Lo spirito calvinista pervade ogni respiro di questo libro, facendo riflettere sin dal principio sul contributo di alcune invenzioni finanziarie per una società più giusta, democratica e prospera. Shiller approfondisce ad esempio lo sviluppo dei mezzi di raccolta del capitale a favore di privati e imprese (mutui o obbligazioni quindi), ricordandoci che la finanza e i mercati finanziari nascono proprio da lì e che già di questo dovremmo essere loro grati. Il processo mentale improntato al più puro positivismo passa rapidamente dagli strumenti finanziari delle origini all'elogio delle loro più recenti evoluzioni sotto forma di derivati sempre più complessi, ma non per questo meno utili alla collettività. Ad esempio, la speculazione (immensa e fulminea) su ogni sorta di materia prima sarebbe assolutamente necessaria per permettere a tutti di conoscere sempre ed in ogni momento il reale valore di ogni merce, grazie all'equilibrio tra domanda e offerta.

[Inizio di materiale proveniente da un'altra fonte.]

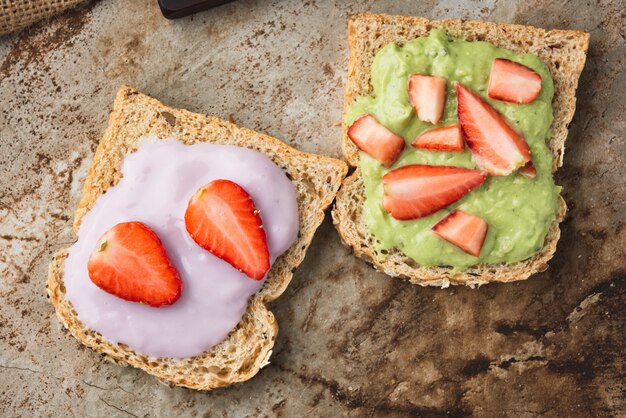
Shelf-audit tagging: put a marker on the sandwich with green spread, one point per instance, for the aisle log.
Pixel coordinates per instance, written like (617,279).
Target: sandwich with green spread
(455,129)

Ciò che a noi potrebbe apparire eccessivo altro non è che uno sfogo relativamente indolore delle fatali inclinazioni dell'animo umano. Ad esempio l'accumulo di ricchezze immense in poche mani, attraverso la speculazione finanziaria, sarebbe un modo non violento di manifestare l'inevitabile istinto di prevaricazione che distingue individui con capacità superiori alla norma. Insomma, un antidoto alla guerra se non addirittura l'emancipazione dal totalitarismo. La concentrazione della ricchezza apparirebbe quindi non solo come il male minore ma come l'irrinunciabile presupposto per iniziative filantropiche, dato che i soldi, a parte fungere da trofeo, in fondo non fanno la felicità.

Lo saprebbero bene i capitalisti che del resto, nel loro animo, non hanno il desiderio di danneggiare nessuno (in quanto nessuna loro cattiva azione è premeditata), ma solo di occuparsi di ciò che li appassiona. Peccato che Shiller ometta di ricordare che per quanto non ci sia premeditazione, spesso non vi è nemmeno alcuna preoccupazione sulle possibili conseguenze sociali di scelte o speculazioni dettate principalmente, se non esclusivamente, dall'ambizione di essere più ricchi o più potenti. Scelte che possono essere nefaste ancor prima di infrangere palesemente il codice penale, come avvenuto ad esempio nella recente gestione del Monte dei Paschi. Con buona pace dei regolatori, che lo stesso Shiller riconosce sostanzialmente inutili.

Positivismo e ineluttabilità della natura umana spingono l'autore a giustificare quasi ogni iniziativa sul fronte dello sfruttamento delle risorse del pianeta, purché sia sempre la finanza a compiere il ruolo di regolatore. Anche la marea nera nel golfo del Messico, vittime a parte, sarebbe stata un incidente di percorso del progresso umano, dalle conseguenze residuali grazie all'intervento delle assicurazioni nel compensare ogni possibile danno economico a suon di rimborsi (e l'ambiente? e gli animali?). Insomma, riconducendo ogni cosa o fenomeno a moneta di scambio, è possibile  migliorare il benessere di tutti, a patto di lasciare piena libertà alla creatività finanziaria.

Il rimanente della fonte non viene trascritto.